Finding an active substance to stimulate the immune system and thus better combat dangerous viruses has been the dream of medical researchers for some time. Common viral diseases include influenza, hepatitis and AIDS. “A number of products have promised to activate the immune system but, in reality, there still is no such agent yet,” says Prof. Dr. Veit Hornung from the Institute for Clinical Chemistry and Clinical Pharmacology of the Bonn University Hospital.

The only substances that have been on the market to date prevent the proliferation of specific viruses, themselves. An active substance that could arm the immune system against a variety of viruses has not yet been discovered.

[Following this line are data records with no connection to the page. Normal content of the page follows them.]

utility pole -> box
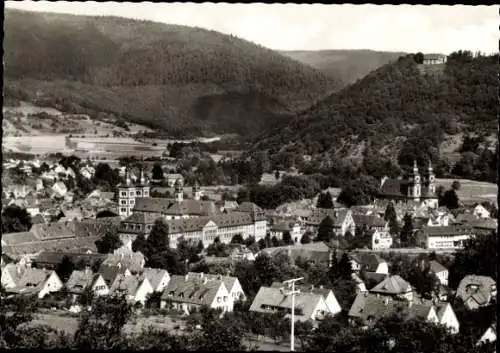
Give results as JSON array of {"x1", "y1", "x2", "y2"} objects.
[{"x1": 282, "y1": 277, "x2": 304, "y2": 352}]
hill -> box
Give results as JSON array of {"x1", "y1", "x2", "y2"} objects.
[
  {"x1": 253, "y1": 52, "x2": 498, "y2": 177},
  {"x1": 4, "y1": 10, "x2": 341, "y2": 135},
  {"x1": 281, "y1": 50, "x2": 405, "y2": 86}
]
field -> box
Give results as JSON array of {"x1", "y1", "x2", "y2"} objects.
[
  {"x1": 31, "y1": 312, "x2": 290, "y2": 352},
  {"x1": 436, "y1": 179, "x2": 498, "y2": 204}
]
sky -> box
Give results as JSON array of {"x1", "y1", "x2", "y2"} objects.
[{"x1": 6, "y1": 1, "x2": 499, "y2": 54}]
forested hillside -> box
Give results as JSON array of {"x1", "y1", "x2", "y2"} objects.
[
  {"x1": 254, "y1": 52, "x2": 498, "y2": 180},
  {"x1": 4, "y1": 10, "x2": 341, "y2": 134},
  {"x1": 282, "y1": 50, "x2": 405, "y2": 86}
]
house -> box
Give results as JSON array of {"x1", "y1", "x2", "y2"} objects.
[
  {"x1": 370, "y1": 275, "x2": 413, "y2": 301},
  {"x1": 436, "y1": 303, "x2": 460, "y2": 334},
  {"x1": 349, "y1": 252, "x2": 389, "y2": 275},
  {"x1": 271, "y1": 282, "x2": 342, "y2": 315},
  {"x1": 259, "y1": 242, "x2": 333, "y2": 266},
  {"x1": 7, "y1": 268, "x2": 63, "y2": 299},
  {"x1": 377, "y1": 161, "x2": 438, "y2": 208},
  {"x1": 109, "y1": 274, "x2": 154, "y2": 305},
  {"x1": 65, "y1": 268, "x2": 109, "y2": 298},
  {"x1": 141, "y1": 267, "x2": 170, "y2": 292},
  {"x1": 429, "y1": 260, "x2": 449, "y2": 286},
  {"x1": 188, "y1": 272, "x2": 246, "y2": 301},
  {"x1": 101, "y1": 247, "x2": 146, "y2": 274},
  {"x1": 250, "y1": 287, "x2": 332, "y2": 321},
  {"x1": 348, "y1": 292, "x2": 439, "y2": 327},
  {"x1": 306, "y1": 208, "x2": 356, "y2": 236},
  {"x1": 456, "y1": 275, "x2": 497, "y2": 310},
  {"x1": 416, "y1": 225, "x2": 474, "y2": 250},
  {"x1": 269, "y1": 222, "x2": 302, "y2": 244},
  {"x1": 98, "y1": 265, "x2": 132, "y2": 287},
  {"x1": 368, "y1": 229, "x2": 393, "y2": 250},
  {"x1": 423, "y1": 54, "x2": 446, "y2": 65},
  {"x1": 477, "y1": 323, "x2": 497, "y2": 346},
  {"x1": 52, "y1": 181, "x2": 68, "y2": 198},
  {"x1": 161, "y1": 275, "x2": 234, "y2": 314},
  {"x1": 2, "y1": 263, "x2": 25, "y2": 288}
]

The compound CMA was only effective in mice and not in humans

At the end of the 1970s, scientists were nearing a breakthrough: 10-carboxymethyl-9-acridanone (CMA) appeared to be a suitable candidate for antiviral therapy. In the mouse model, CMA yielded unexpectedly potent activation of the immune system and a significant release of interferon resulting in an extremely strong antiviral effect. However, the result was unfortunately not reproducible in human cells. Why CMA stimulates the antiviral response in mice while showing no effect in humans has remained unexplained for quite sometime. That is until Prof. Hornung coincidentally saw an old publication regarding CMA and decided it was worthwhile to reexplore the mechanism of action of this molecule.

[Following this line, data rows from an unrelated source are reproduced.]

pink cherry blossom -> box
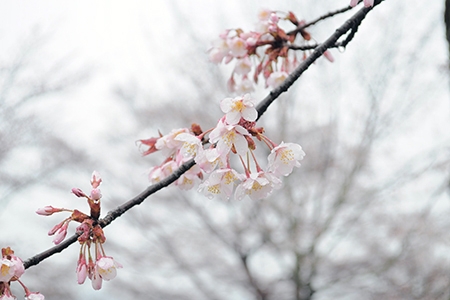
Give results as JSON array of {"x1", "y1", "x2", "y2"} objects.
[
  {"x1": 195, "y1": 148, "x2": 221, "y2": 174},
  {"x1": 96, "y1": 256, "x2": 122, "y2": 281},
  {"x1": 155, "y1": 128, "x2": 189, "y2": 156},
  {"x1": 90, "y1": 266, "x2": 103, "y2": 291},
  {"x1": 0, "y1": 293, "x2": 17, "y2": 300},
  {"x1": 220, "y1": 94, "x2": 258, "y2": 125},
  {"x1": 25, "y1": 292, "x2": 45, "y2": 300},
  {"x1": 36, "y1": 205, "x2": 64, "y2": 216},
  {"x1": 350, "y1": 0, "x2": 374, "y2": 7},
  {"x1": 234, "y1": 56, "x2": 252, "y2": 75},
  {"x1": 11, "y1": 255, "x2": 25, "y2": 278},
  {"x1": 89, "y1": 189, "x2": 102, "y2": 201},
  {"x1": 148, "y1": 160, "x2": 178, "y2": 183},
  {"x1": 77, "y1": 253, "x2": 87, "y2": 284},
  {"x1": 209, "y1": 118, "x2": 249, "y2": 157},
  {"x1": 268, "y1": 142, "x2": 305, "y2": 176},
  {"x1": 72, "y1": 188, "x2": 87, "y2": 198},
  {"x1": 228, "y1": 37, "x2": 247, "y2": 58},
  {"x1": 234, "y1": 171, "x2": 281, "y2": 200},
  {"x1": 198, "y1": 168, "x2": 242, "y2": 200},
  {"x1": 53, "y1": 222, "x2": 69, "y2": 245},
  {"x1": 175, "y1": 132, "x2": 203, "y2": 158},
  {"x1": 266, "y1": 71, "x2": 289, "y2": 88},
  {"x1": 91, "y1": 171, "x2": 102, "y2": 189},
  {"x1": 0, "y1": 258, "x2": 16, "y2": 282}
]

The same receptor - differing mechanism of action

Prof. Hornung believed that the lack of transferability between mice and humans might be associated with the specific target structures that CMA latches on to. The team working with Prof. Hornung was then able to identify the protein to which CMA attaches, its receptor, in mouse cells. However, the human counterpart of this receptor did not respond to CMA. When CMA binds to the receptor in mice, a signal cascade is set into motion that leads to the release of interferons which in turn boost the immune system. However, in order for this to work, CMA and its receptor must fit together like a lock and key. Together with the laboratory of Prof. Dr. Karl-Peter Hopfner from the Gene Center at the Ludwig Maximilian University in Munich, the team from the Bonn University Hospital investigated the receptor variants of mice and humans in cell cultures and as purified proteins.
Animal models cannot easily be transferred to humans

“A few small differences in the receptor make the active substance completely ineffective in humans,” reports lead author Taner Cavlar, postgraduate in Prof. Hornung’s team. In humans, this prevents CMA from being able to latch its crucial receptor and release interferon, even though immune stimulation occurs in mice. “This is an example of the fact that results from animal models cannot always be easily transferred to humans,” says Prof. Hornung. “Comparative investigations on human cells should take place at an early stage of active substance development.”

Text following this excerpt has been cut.